False Knowledge Ratio (FKR) – The percentage of information a child has that they are enacting in the world as a function of what is actually factual information.

Times True (TT) – The number of times a child has to say something to be wholly convinced that it is unequivocally the truth.

My wife and I learned a valuable lesson this week. It came from a moment when the frustration of repeating ourselves to our kids melted away from the stark realization that we have to accept that they are just acting their ages, a mob of humans under six years old. This particular epiphany led us to note that our son is just being five, and that is OK as long as nothing he is doing is poisoning another person. Of course, this surreal ray of acceptance only lasts 45 seconds, but it made an impact.
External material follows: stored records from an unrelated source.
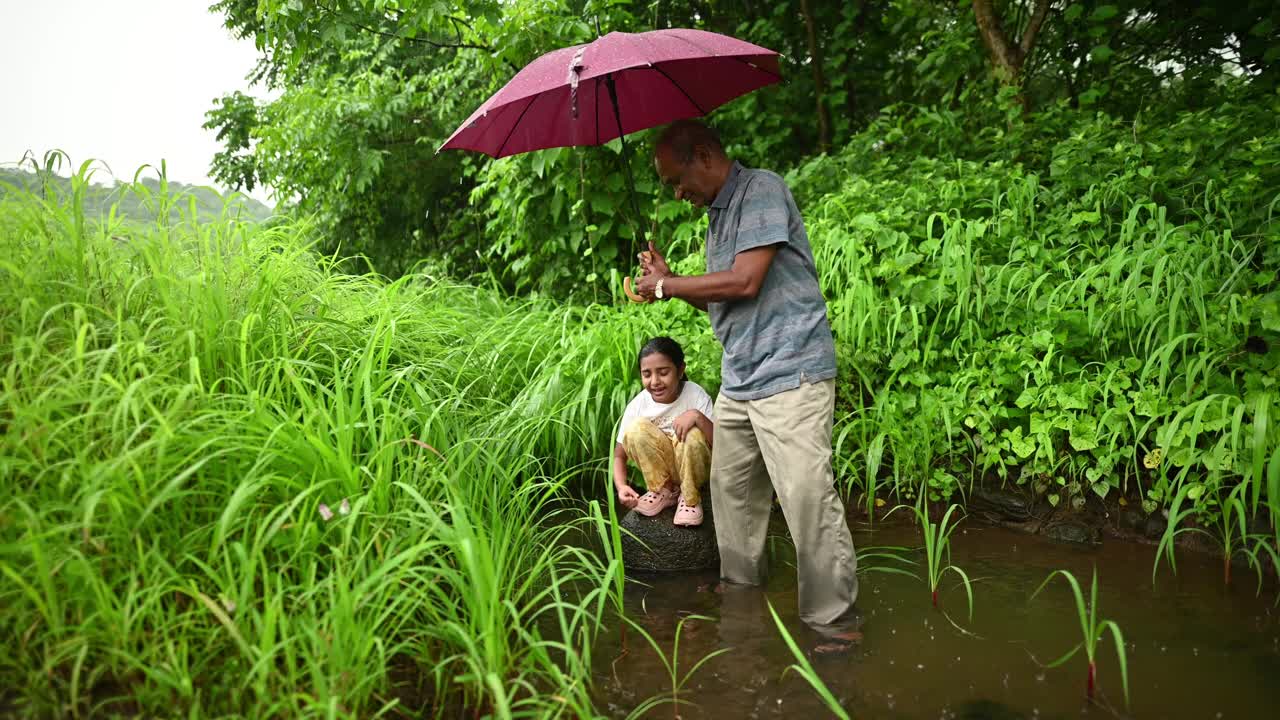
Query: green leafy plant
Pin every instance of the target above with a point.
(937, 550)
(1092, 630)
(672, 666)
(805, 670)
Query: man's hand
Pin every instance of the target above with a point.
(627, 497)
(686, 422)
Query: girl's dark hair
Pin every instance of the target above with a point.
(666, 346)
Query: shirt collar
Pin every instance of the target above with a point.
(726, 192)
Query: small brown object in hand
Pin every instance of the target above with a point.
(626, 282)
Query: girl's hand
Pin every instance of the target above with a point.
(686, 422)
(627, 497)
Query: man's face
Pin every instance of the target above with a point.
(693, 182)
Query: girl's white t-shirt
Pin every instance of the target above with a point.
(691, 397)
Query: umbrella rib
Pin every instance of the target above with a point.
(513, 126)
(739, 58)
(685, 92)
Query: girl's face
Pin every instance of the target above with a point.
(661, 377)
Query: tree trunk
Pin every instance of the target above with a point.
(1008, 57)
(819, 82)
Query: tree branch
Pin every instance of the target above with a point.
(1033, 27)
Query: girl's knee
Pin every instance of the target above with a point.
(641, 425)
(695, 437)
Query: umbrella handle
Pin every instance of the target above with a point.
(631, 295)
(626, 282)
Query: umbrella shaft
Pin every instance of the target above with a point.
(626, 160)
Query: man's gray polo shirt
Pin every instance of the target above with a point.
(781, 338)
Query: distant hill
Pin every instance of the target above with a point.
(133, 205)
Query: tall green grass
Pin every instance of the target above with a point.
(238, 482)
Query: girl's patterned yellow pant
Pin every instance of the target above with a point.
(663, 459)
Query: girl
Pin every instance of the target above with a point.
(667, 432)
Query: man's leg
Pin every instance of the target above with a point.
(740, 493)
(794, 433)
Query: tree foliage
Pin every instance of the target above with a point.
(369, 89)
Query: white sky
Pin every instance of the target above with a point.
(127, 82)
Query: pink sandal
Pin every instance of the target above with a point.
(688, 515)
(656, 501)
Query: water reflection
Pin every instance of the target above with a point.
(1196, 648)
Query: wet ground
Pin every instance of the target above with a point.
(1194, 648)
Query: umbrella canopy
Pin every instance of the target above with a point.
(618, 83)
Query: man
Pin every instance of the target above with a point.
(773, 415)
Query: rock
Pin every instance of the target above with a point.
(666, 547)
(1153, 527)
(1070, 531)
(1001, 504)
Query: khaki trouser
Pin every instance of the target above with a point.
(785, 437)
(663, 459)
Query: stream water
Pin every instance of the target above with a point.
(1194, 647)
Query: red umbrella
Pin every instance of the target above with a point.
(617, 83)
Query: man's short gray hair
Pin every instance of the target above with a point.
(685, 136)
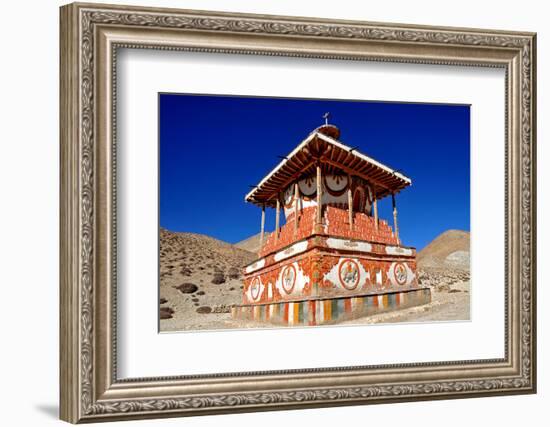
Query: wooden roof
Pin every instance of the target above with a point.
(321, 146)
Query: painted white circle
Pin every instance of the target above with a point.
(288, 278)
(255, 288)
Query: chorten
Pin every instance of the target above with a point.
(334, 259)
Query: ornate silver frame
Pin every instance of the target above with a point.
(90, 35)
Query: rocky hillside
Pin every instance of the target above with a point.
(252, 244)
(450, 249)
(189, 252)
(199, 276)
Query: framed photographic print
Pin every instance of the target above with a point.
(265, 212)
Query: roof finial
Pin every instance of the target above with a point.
(326, 116)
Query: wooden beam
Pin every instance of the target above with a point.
(292, 178)
(277, 218)
(319, 220)
(262, 229)
(395, 227)
(350, 204)
(360, 175)
(375, 206)
(296, 198)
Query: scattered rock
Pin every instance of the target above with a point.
(187, 288)
(221, 309)
(166, 313)
(218, 279)
(233, 273)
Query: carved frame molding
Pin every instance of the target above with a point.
(90, 36)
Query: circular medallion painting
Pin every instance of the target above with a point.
(289, 278)
(400, 273)
(255, 287)
(349, 274)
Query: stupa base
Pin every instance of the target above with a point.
(314, 312)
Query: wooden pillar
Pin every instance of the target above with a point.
(350, 204)
(296, 199)
(277, 217)
(375, 206)
(395, 227)
(262, 228)
(319, 219)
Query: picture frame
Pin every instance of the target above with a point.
(90, 390)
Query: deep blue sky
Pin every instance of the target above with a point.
(212, 148)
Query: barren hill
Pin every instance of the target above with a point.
(198, 275)
(450, 249)
(252, 244)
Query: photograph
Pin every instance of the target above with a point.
(291, 212)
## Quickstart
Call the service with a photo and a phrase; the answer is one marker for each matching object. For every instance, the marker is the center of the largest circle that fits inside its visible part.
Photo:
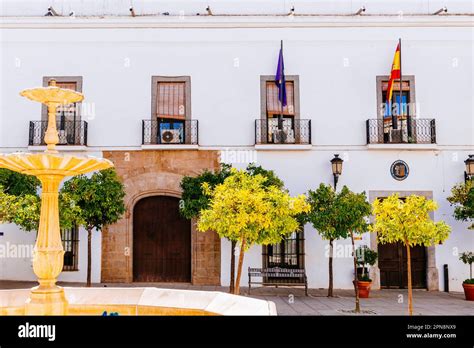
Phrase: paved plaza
(291, 301)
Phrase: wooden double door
(392, 262)
(161, 241)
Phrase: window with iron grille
(171, 110)
(281, 124)
(289, 253)
(70, 239)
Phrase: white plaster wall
(20, 268)
(435, 171)
(117, 66)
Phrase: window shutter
(274, 104)
(171, 100)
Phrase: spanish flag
(395, 73)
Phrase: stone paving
(291, 301)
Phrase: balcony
(412, 131)
(283, 134)
(170, 134)
(71, 133)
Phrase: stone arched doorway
(161, 241)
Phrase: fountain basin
(144, 301)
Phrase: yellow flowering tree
(243, 208)
(408, 222)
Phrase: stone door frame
(432, 276)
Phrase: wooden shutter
(171, 100)
(274, 104)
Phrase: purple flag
(280, 79)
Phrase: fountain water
(47, 298)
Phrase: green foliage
(99, 198)
(408, 221)
(335, 215)
(366, 256)
(24, 210)
(462, 198)
(244, 208)
(194, 200)
(18, 184)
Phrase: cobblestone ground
(291, 301)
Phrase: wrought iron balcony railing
(284, 131)
(70, 132)
(408, 131)
(172, 132)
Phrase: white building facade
(172, 95)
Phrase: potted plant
(365, 257)
(468, 284)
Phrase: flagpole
(401, 92)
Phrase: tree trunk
(232, 267)
(331, 253)
(89, 252)
(356, 288)
(239, 268)
(410, 293)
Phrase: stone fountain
(51, 167)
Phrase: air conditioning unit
(170, 136)
(62, 137)
(395, 136)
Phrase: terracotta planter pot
(469, 291)
(364, 288)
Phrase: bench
(281, 277)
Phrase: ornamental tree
(353, 210)
(18, 184)
(24, 207)
(194, 199)
(338, 216)
(243, 208)
(100, 199)
(462, 198)
(408, 222)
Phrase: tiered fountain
(47, 298)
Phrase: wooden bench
(281, 277)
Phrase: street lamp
(469, 173)
(336, 164)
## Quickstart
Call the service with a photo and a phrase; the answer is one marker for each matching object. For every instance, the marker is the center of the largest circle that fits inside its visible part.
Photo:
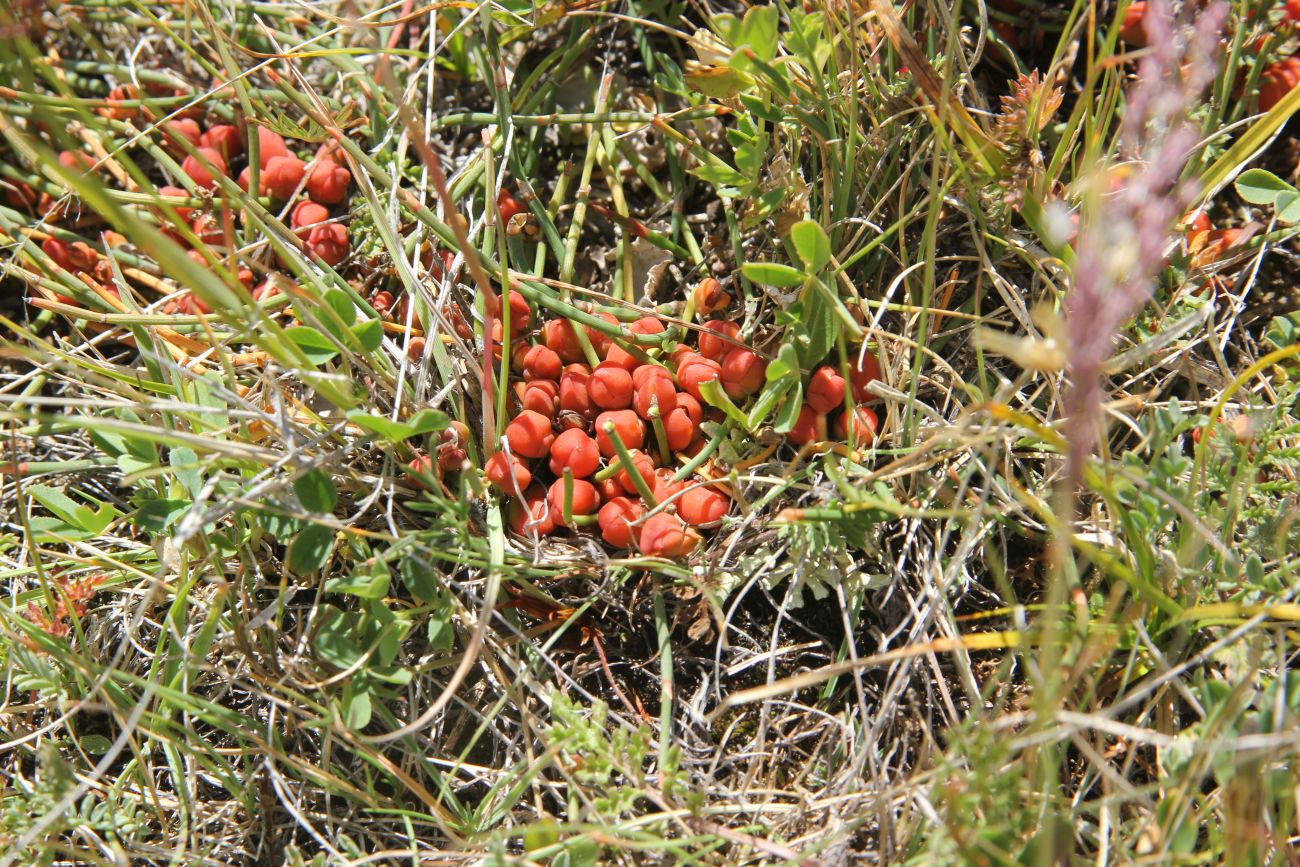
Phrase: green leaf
(758, 31)
(811, 243)
(381, 427)
(159, 515)
(310, 550)
(1288, 207)
(334, 640)
(427, 421)
(364, 584)
(316, 491)
(356, 709)
(317, 347)
(719, 176)
(789, 412)
(420, 579)
(369, 334)
(1261, 187)
(185, 464)
(767, 273)
(817, 329)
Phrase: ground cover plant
(654, 432)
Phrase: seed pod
(616, 520)
(666, 536)
(507, 473)
(826, 389)
(702, 504)
(576, 451)
(744, 373)
(628, 425)
(610, 386)
(531, 434)
(542, 363)
(696, 372)
(281, 177)
(328, 182)
(713, 346)
(329, 242)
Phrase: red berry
(609, 488)
(863, 429)
(744, 373)
(713, 346)
(646, 325)
(200, 174)
(1199, 221)
(862, 373)
(507, 473)
(826, 389)
(577, 451)
(629, 428)
(222, 138)
(664, 488)
(281, 177)
(180, 129)
(1277, 81)
(576, 393)
(328, 181)
(531, 434)
(562, 339)
(710, 297)
(584, 501)
(655, 391)
(642, 465)
(1131, 30)
(417, 469)
(533, 515)
(702, 504)
(664, 534)
(616, 519)
(542, 397)
(805, 429)
(329, 242)
(610, 388)
(694, 372)
(541, 363)
(269, 146)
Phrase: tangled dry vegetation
(277, 277)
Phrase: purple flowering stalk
(1122, 247)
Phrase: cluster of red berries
(281, 177)
(592, 446)
(826, 408)
(596, 445)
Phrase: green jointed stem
(629, 465)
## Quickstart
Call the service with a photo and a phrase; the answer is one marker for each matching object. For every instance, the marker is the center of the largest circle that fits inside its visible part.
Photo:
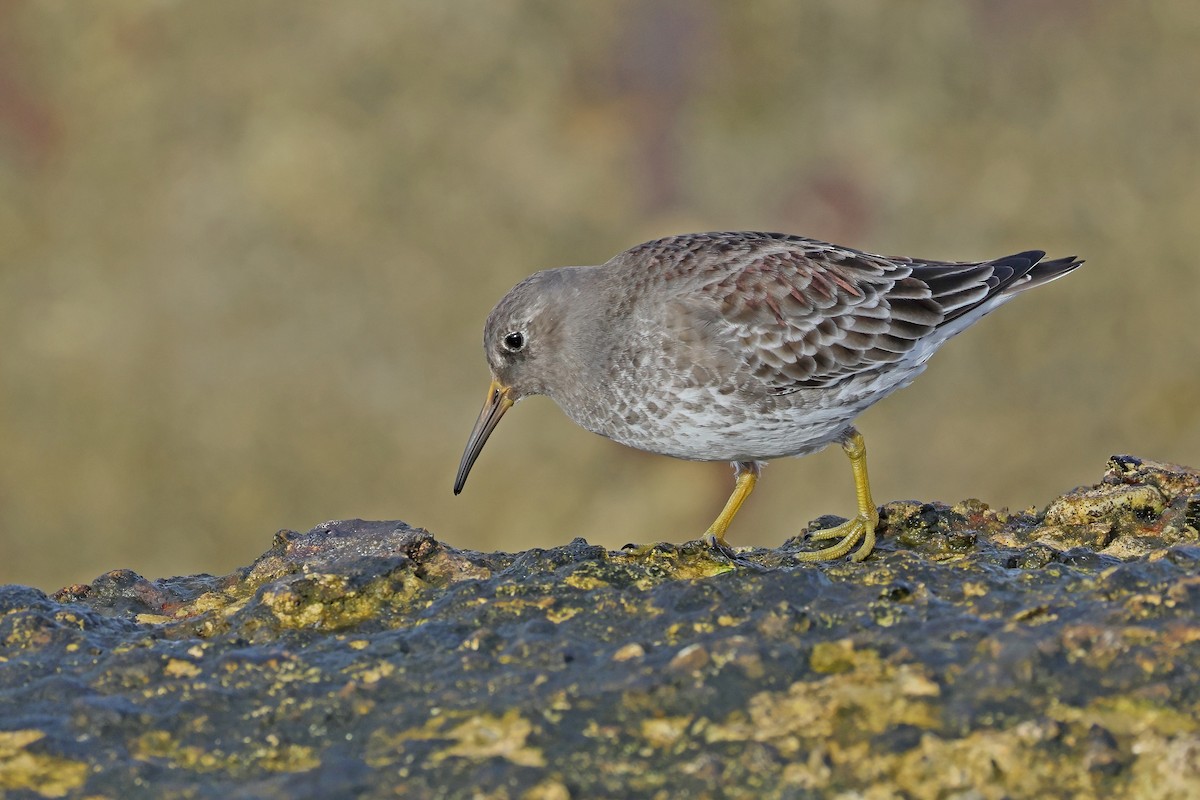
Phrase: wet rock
(977, 653)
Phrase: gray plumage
(738, 347)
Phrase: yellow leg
(747, 476)
(861, 527)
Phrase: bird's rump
(808, 314)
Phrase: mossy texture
(976, 654)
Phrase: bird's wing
(803, 313)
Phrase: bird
(741, 347)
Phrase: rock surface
(976, 654)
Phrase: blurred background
(246, 252)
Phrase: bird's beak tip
(498, 401)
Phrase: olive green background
(246, 251)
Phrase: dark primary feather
(808, 313)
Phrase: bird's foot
(719, 546)
(849, 534)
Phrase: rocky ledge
(976, 654)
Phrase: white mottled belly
(705, 425)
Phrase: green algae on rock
(977, 653)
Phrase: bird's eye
(514, 342)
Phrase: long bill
(497, 402)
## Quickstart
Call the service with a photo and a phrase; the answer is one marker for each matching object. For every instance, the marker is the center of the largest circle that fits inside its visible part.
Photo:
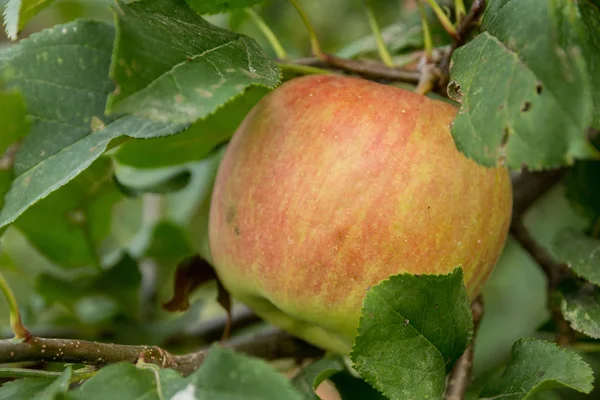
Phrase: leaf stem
(384, 54)
(460, 10)
(428, 43)
(273, 344)
(303, 69)
(314, 40)
(444, 20)
(264, 28)
(15, 315)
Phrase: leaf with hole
(412, 329)
(62, 73)
(537, 366)
(525, 88)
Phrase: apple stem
(596, 228)
(443, 18)
(384, 54)
(314, 40)
(460, 10)
(428, 43)
(16, 324)
(264, 28)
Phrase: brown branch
(366, 68)
(460, 376)
(528, 187)
(272, 344)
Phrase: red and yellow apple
(332, 184)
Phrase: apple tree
(172, 181)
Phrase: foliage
(112, 127)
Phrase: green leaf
(515, 305)
(227, 375)
(14, 127)
(171, 65)
(582, 310)
(218, 6)
(79, 215)
(126, 381)
(525, 87)
(170, 184)
(62, 73)
(97, 298)
(537, 366)
(311, 376)
(580, 252)
(196, 142)
(37, 388)
(412, 329)
(18, 13)
(352, 388)
(582, 188)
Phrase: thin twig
(367, 68)
(460, 376)
(384, 54)
(272, 344)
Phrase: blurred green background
(158, 230)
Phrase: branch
(460, 376)
(273, 344)
(528, 187)
(464, 29)
(366, 68)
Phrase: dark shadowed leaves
(536, 366)
(172, 65)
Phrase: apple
(330, 185)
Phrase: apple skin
(332, 184)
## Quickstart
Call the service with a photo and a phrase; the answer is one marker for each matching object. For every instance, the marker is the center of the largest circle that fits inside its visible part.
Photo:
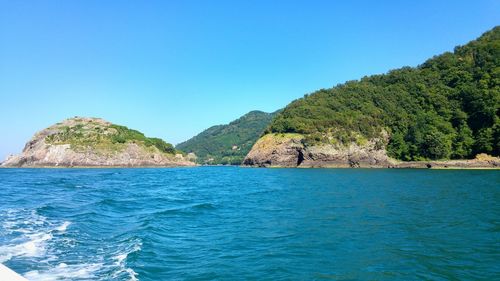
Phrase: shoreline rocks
(289, 150)
(42, 151)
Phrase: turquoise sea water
(230, 223)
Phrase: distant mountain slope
(94, 142)
(228, 144)
(446, 108)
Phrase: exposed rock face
(88, 142)
(283, 150)
(289, 150)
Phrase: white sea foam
(63, 227)
(30, 234)
(65, 272)
(120, 262)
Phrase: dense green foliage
(228, 144)
(448, 107)
(125, 134)
(104, 137)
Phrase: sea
(234, 223)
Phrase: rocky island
(94, 142)
(443, 113)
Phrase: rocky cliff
(293, 150)
(94, 142)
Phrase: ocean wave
(120, 259)
(28, 234)
(66, 272)
(186, 209)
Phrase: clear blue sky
(174, 68)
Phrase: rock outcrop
(93, 142)
(291, 150)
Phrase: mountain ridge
(445, 108)
(228, 143)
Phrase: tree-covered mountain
(446, 108)
(228, 144)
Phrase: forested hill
(448, 107)
(228, 144)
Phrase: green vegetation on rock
(446, 108)
(228, 144)
(83, 133)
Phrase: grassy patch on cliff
(82, 134)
And thankfully, nothing or no one really got hurt in the end.

As is typical, when we show our son anything that gets him excited, he wants to do it right then and there. He also has the skilled ability to inflate and escalate that excitement to take what was a calming gardening experience on a pristine sunny day and turn it into the feeling of going to the emergency room in New York City during rush hour… and having to take the subway to get there.

On one particular day, he was fired up about gardening. He took it upon himself to sneak out some seeds and plant them in the mulch underneath a bush. After getting challenged on multiple fronts for not listening, for taking seeds without asking, and for going outside without telling anyone (to plant them), he seemed unusually calm later. He was sure he was helping plant the garden and to provide food for his family.

We reiterated the point that he needs to draw up his plans first, then bounce them off of a grownup. Then get approval for what is safe for him to do on his own. He later responded with the confidence of being a farmer for over 50 seasons. He knew what to do, he can apparently will plants to grow in any climate under any circumstance.

We eventually quizzed him to point out why he doesn’t quite know what he needs to know to do this on his own. We ended up finding out that he actually knew less than that. But he was pure of heart.

By this time, he answered every question confidently, willing them to be true, impressing upon us that although our argument is heavily weighed down by facts and the laws of the sun, that our points are irrelevant when dealing with a being that can make his own facts and laws by the angle by which he tilts his elbow when he is pouring seeds out of the pouch.

This elbow motion apparently negates the fact that the seeds only can be viable if they are planted in the spring. The fact that we were nearing fall is just background noise. He hammered home the point, that if he doesn’t know it, it must be completely unnecessary information to have in his head. When we pointed out the multiple problems with his approach, he looked at us almost mockingly. Basically saying “So what?”

So it was irrelevant that the seeds he was planting were in the wrong season. It was also irrelevant that he was planting in mulch over concrete under a shrub. It mattered not that, oh by the way, he could not read the package and he still didn’t see that as a possible indication that he should ask for help. Then the clincher was when we asked him what season we are in, he replied “I don’t know.”

So we have a Kindergarten farmer working our garden that is using seeds for the first time with no help and cannot read the packet instructions. He also does not have any inkling what season we are in. We have organic food, then we have “inorganic.” Inorganic comes with the guarantee that it will not grow.

We reminded him to stop flying solo on his projects. Bounce it off of someone. Ask a question or two to understand how to get it done well. Then get some help from your parents. Fortunately we are literate, and know our seasons and still recognize that we have a lot to learn.